Many of these things can be prevented as long we do our due diligence. With proper care and being proactive, you increase the chances of your chickens staying healthy.
- Keep the Coop Clean and Dry
- Vaccinate Your Flock
Keep the Coop Clean and Dry
Nobody wants to live in a filthy house, including your chickens. If dust continues to build up, the greater the chances are that your chickens will be sneezing.
By not taking care of droppings, the chance of a respiratory infection increases as feces emits ammonia. Newcastle disease can also spread through feces.
A coop should always be kept dry to reduce the build-up of bacteria and mold.

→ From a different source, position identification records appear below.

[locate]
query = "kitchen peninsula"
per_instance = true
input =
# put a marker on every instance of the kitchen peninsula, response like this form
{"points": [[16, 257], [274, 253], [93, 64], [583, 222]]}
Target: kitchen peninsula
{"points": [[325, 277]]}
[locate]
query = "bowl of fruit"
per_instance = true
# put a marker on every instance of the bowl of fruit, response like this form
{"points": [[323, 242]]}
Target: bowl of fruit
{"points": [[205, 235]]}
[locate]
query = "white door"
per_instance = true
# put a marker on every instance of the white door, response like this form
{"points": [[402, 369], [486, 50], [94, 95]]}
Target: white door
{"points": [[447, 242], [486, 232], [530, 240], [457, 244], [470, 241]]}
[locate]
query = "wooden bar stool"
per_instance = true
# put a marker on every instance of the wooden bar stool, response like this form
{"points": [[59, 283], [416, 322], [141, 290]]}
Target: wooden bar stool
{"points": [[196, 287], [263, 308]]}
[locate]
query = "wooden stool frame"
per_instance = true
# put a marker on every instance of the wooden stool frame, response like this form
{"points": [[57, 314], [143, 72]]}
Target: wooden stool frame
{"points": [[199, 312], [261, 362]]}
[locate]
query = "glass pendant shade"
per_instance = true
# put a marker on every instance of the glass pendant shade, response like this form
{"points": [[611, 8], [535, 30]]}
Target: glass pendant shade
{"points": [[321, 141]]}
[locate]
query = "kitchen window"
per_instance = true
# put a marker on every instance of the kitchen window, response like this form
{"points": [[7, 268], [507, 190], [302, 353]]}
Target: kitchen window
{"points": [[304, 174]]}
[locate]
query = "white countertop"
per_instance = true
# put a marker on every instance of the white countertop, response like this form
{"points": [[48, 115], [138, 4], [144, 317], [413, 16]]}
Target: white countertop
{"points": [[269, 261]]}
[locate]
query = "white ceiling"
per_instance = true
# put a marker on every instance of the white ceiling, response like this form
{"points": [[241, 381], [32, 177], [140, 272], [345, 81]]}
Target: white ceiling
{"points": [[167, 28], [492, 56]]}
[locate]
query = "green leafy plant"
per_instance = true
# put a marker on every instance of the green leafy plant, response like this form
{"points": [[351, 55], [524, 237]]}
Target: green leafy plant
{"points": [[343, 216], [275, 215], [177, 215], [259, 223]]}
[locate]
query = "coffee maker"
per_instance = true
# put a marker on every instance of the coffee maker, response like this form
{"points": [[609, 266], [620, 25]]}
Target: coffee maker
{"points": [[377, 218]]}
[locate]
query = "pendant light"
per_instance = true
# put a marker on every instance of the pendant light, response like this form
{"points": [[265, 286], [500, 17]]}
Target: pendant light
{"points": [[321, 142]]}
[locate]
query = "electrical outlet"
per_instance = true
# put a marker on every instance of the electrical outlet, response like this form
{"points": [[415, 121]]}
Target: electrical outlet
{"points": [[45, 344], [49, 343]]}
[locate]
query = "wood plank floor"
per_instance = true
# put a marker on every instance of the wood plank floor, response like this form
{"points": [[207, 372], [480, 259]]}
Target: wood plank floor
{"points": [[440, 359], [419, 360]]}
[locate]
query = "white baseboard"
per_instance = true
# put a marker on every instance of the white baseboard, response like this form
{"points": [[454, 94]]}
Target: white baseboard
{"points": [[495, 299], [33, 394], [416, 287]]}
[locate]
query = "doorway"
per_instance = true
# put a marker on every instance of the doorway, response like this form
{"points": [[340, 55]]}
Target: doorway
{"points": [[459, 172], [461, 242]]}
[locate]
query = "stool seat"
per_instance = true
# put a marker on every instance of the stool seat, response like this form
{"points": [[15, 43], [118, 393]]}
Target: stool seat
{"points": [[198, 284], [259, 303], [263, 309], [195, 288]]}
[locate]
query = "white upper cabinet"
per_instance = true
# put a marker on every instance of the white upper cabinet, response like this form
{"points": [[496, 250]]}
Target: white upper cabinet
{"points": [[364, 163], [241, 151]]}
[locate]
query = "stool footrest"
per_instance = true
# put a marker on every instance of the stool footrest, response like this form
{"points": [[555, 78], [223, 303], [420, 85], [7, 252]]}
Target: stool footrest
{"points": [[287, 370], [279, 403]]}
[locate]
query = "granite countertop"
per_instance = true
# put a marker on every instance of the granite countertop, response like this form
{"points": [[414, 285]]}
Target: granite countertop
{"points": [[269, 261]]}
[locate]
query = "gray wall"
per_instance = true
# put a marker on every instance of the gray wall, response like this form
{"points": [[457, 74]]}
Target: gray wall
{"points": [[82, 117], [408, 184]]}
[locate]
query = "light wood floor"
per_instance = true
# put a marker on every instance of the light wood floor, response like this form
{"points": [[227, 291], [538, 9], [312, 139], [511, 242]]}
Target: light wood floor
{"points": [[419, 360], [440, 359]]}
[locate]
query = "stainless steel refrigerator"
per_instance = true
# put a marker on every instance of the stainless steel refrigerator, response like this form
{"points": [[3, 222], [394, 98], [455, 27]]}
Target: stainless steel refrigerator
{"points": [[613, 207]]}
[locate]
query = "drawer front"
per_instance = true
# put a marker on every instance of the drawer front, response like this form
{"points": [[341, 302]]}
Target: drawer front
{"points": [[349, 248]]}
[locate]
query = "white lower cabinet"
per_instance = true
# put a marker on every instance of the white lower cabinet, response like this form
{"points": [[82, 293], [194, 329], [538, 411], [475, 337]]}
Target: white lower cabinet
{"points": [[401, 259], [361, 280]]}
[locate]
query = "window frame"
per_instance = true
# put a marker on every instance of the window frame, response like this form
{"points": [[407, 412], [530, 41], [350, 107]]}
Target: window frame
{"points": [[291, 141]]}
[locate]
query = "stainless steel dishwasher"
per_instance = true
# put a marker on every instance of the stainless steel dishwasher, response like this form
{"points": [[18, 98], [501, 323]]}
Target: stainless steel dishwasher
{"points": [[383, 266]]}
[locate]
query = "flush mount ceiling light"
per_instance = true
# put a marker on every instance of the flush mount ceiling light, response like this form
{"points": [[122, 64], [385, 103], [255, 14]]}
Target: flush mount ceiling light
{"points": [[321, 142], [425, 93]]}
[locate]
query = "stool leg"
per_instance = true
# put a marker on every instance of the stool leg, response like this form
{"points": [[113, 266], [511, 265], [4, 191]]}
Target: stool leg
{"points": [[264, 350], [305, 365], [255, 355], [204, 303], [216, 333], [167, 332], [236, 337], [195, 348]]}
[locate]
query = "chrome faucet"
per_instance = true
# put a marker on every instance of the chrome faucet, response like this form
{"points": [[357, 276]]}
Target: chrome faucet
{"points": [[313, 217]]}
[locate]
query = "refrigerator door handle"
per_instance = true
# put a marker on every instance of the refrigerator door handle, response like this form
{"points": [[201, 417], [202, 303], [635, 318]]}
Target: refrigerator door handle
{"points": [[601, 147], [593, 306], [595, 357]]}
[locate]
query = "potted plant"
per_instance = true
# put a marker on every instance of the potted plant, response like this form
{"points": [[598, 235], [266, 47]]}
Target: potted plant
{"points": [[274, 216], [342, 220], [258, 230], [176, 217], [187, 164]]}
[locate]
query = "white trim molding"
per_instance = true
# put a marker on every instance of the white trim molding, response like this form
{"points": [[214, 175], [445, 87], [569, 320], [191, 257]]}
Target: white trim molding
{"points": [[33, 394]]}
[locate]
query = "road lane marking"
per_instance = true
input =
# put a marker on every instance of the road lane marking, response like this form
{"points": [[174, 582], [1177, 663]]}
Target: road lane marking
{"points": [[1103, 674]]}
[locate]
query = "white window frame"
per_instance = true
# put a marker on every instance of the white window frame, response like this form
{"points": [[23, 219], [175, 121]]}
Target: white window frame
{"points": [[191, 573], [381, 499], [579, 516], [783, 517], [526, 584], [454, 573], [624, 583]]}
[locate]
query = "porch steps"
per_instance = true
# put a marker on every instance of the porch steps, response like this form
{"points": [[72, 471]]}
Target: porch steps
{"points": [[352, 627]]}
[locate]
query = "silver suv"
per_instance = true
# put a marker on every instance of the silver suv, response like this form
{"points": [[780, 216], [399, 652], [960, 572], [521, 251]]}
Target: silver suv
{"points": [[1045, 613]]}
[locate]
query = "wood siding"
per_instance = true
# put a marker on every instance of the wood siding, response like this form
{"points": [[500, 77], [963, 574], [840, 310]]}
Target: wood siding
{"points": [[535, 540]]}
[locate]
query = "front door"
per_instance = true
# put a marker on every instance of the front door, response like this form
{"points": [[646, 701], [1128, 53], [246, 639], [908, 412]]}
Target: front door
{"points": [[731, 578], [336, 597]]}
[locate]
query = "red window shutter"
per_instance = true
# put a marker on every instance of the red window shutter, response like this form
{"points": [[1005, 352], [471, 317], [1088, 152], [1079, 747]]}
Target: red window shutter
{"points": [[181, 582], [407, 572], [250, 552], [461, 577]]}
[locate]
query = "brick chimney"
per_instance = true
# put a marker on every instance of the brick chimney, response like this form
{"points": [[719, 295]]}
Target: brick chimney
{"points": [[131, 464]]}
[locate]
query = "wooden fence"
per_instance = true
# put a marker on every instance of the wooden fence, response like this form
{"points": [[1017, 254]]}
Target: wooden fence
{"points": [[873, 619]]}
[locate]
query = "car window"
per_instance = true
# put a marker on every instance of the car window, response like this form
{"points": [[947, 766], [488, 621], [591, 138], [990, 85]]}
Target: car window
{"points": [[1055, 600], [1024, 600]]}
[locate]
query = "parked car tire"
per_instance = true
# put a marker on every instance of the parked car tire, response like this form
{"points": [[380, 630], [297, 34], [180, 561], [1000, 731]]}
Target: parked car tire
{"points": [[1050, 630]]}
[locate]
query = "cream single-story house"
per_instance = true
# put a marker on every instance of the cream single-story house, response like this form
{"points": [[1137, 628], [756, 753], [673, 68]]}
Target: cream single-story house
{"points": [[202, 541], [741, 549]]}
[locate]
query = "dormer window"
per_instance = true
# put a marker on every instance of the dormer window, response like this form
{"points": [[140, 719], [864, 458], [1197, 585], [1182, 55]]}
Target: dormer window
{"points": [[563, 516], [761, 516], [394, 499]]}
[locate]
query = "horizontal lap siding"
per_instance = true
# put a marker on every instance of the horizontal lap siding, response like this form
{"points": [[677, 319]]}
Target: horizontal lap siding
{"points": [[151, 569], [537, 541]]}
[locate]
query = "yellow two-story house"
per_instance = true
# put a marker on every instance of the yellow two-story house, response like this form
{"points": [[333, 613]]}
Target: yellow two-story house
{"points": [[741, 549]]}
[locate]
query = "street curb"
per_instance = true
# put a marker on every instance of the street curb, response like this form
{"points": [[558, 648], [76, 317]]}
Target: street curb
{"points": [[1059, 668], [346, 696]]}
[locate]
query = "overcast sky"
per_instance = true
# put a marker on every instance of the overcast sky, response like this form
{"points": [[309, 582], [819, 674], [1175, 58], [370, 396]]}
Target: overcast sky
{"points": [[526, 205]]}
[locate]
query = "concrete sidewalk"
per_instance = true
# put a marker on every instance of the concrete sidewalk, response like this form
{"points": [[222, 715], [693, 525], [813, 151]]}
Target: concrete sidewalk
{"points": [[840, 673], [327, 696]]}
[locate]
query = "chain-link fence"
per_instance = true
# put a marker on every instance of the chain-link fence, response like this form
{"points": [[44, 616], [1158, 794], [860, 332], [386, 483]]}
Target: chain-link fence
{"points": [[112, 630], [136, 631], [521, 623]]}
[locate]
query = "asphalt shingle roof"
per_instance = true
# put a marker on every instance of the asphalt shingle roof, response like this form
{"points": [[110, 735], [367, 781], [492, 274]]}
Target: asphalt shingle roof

Proper ventilation is also crucial as it will allow air to move freely, lessening the chances of your chicken getting ill.
Whenever you introduce new chickens, they should be quarantined for about two weeks. By keeping them separated, you will be able to see if they present with any signs of illness before you mix them in with the rest of the girls.
Vaccinate Your Flock
Vaccination is the easiest and most surefire way to keep your flock safe. You can vaccinate against Infectious Bronchitis, Newcastle Disease, and Infectious Laryngotrachetis.
By vaccinating the entire flock, you’ll save both them and yourself a lot of unnecessary worries.
While sneezing isn’t always a need for concern, it can be. But with proper care, you can prevent many illnesses. And if the time does arise for concern, make sure you see an avian veterinarian asap.